During the debate, Thewliss said 66,000 households were now subject to the cap, which limits benefit payments to households to £23,000 a year in London and £20,000 elsewhere. Of those, 72 per cent are single parent families, Thewliss said, most of which have at least one child under the age of five.
She added: “By taking the circumstances of parents, by punishing them, by not allowing them the means they need to feed their families, we are stunting the life chances of those children as they go through their life.
“We are punishing people for the circumstances they are in.”
Thewliss said many parents could not work enough hours due to childcare responsibilities, with free childcare not offered for under-twos.
Benefits charity Turn2Us said it has had an increase in people enquiring about whether they should proceed with a pregnancy as a result of the benefit cap, Thewliss added.
Dinenage told MPs the DWP had been spending £10 million on just 300 families before the cap was introduced. She claimed it has made the system fairer for those paying in as well as encouraging claimants to return to work.
The cap was set at a level equivalent to a salary of £25,000 outside London and £29,000 in the capital, she added.
Dinenage revealed the court costs in a written answer to SNP MP Marion Fellows (Motherwell and Wishaw). The minister said: “Legal fees of defending the case in the High Court are £67,690.

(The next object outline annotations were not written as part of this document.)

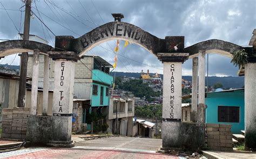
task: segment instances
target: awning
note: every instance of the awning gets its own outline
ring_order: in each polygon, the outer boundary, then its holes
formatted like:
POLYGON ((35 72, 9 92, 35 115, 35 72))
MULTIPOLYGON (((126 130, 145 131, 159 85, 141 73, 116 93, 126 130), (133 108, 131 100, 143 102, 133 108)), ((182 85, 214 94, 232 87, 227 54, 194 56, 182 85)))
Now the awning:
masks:
POLYGON ((120 98, 119 100, 120 100, 120 102, 125 102, 125 100, 121 98, 120 98))
POLYGON ((154 123, 146 121, 145 120, 137 119, 136 121, 142 125, 145 128, 149 127, 149 128, 152 128, 155 125, 154 123))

“This figure includes VAT where payable – for example, on counsel’s fees – and disbursements but does not include costs attributable to time spent by Government advisory lawyers, as time spent by such advisory lawyers is not recorded in a manner that allows it to be attributable to individual court cases. DWP has also paid £125,000 (plus VAT) towards the claimants’ costs.
“The DWP’s legal costs for appealing the case in the Court of Appeal are estimated to be between £25,000 and £40,000. This includes our best estimate of external counsel fees.”